Can medical schools be the key to improving healthcare provider tech literacy?

To a University of Michigan team of physicians and machine learning researchers, the answer is yes.

In a recent commentary published in Cell Reports Medicine, the team argued that medical schools are not doing enough to address the gap in provider knowledge and ability with respect to medical AI.

“We’re going to be at a point where we’re not going to be able to catch up and be able to call out the technology defects or flaws,” said Erkin Ötleş, a machine learning researcher and one of the article’s authors. “Without being armed with that set of foundational knowledge into how these things work, we’re going to be at a disadvantage.”

A 2021 review in the Journal of Medical Education and Curricular Development reported that there are almost no plans for how to incorporate Ai training into American medical school curricula.

The Cell Reports Medicine article proposes a “spiral curriculum” approach, where students are introduced to key aspects of medical AI at the start of their medical education. They then return to the topic repeatedly as they learn more advanced skills throughout their time in medical school.

However, realizing this approach to filling the gap between medical AI applications and provider tech literacy is much less simple.

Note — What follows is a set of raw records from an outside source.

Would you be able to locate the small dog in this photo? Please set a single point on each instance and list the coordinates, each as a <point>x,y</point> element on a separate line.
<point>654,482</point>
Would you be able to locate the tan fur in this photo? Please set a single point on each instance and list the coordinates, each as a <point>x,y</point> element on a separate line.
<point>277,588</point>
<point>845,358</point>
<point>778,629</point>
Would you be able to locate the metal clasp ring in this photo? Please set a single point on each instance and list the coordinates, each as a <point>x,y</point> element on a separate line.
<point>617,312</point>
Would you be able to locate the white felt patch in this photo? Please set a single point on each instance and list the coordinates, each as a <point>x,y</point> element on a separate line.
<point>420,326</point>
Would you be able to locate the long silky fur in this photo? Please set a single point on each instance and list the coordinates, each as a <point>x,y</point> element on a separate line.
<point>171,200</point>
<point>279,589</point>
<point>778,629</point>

Article co-author and former University of Michigan medical school dean Jim Wooliscroft emphasized that bureaucratic inertia is what has kept such necessary curricular changes from happening thus far.

Wooliscroft illustrated this disconnect in an interview with STAT, saying: “One of the real problems is our faculty aren’t even aware of it. Pre-Covid, I gave a lecture on machine learning, and people were going, ‘Why is this important?’ They didn’t even know that at the university hospital, there were eight programs at that time running continuously in the background, monitoring physiologic variables on their patients. Faculty do not have the expertise to teach it.”

The MedTech industry’s role in improving provider technology adoption

We agree that medical schools are an important part of the answer to provider tech literacy, but it can’t stop there. 

For providers outside of their initial training years, workplace technology training and technology adoption through the help of trained professionals (i.e., medical science liaisons in medical device sales) are both important parts of filling the gap.

There have been resounding successes in the fight to improve provider technology adoption. In 2018, 7 out of 10 American hospitals were still mailing and faxing records. Today, the CDC reports almost 90% of office-based physicians in the U.S. use an EMR/EHR system. 

That’s an incredible paradigm shift in just a few years. The U.S. government’s Meaningful Use incentive programs clearly played a big part.

However, financial incentives and relying on top-down training is not enough when it comes to the adoption of ubiquitous technology like AI tools. It also comes down to developing technological solutions with clinicians in the room.

When asked about what first steps need to be taken on improving provider knowledge and ability with AI, Ötleş said, “We need to have it be led by physicians.”

We wholeheartedly agree.

On this topic, we turn to the relevant insight Thom Rasche offers in our Pulse Check interview this week. Ultimately, as an industry, we need to understand that healthcare governed by trust. Patients’ trust in their providers is important, of course, but what also matters is providers’ trust in the tools they’re asked to use in their jobs. 

In fact, when it comes to medical AI, many researchers have reported that true usefulness entirely depends on humans’ trust of the machines. 

Trust is built through a blend of creating familiarity through exposure and intentional design. Both elements require providers to lead the way, as ambassadors for their profession. Through their leadership, MedTech can change healthcare from the inside out.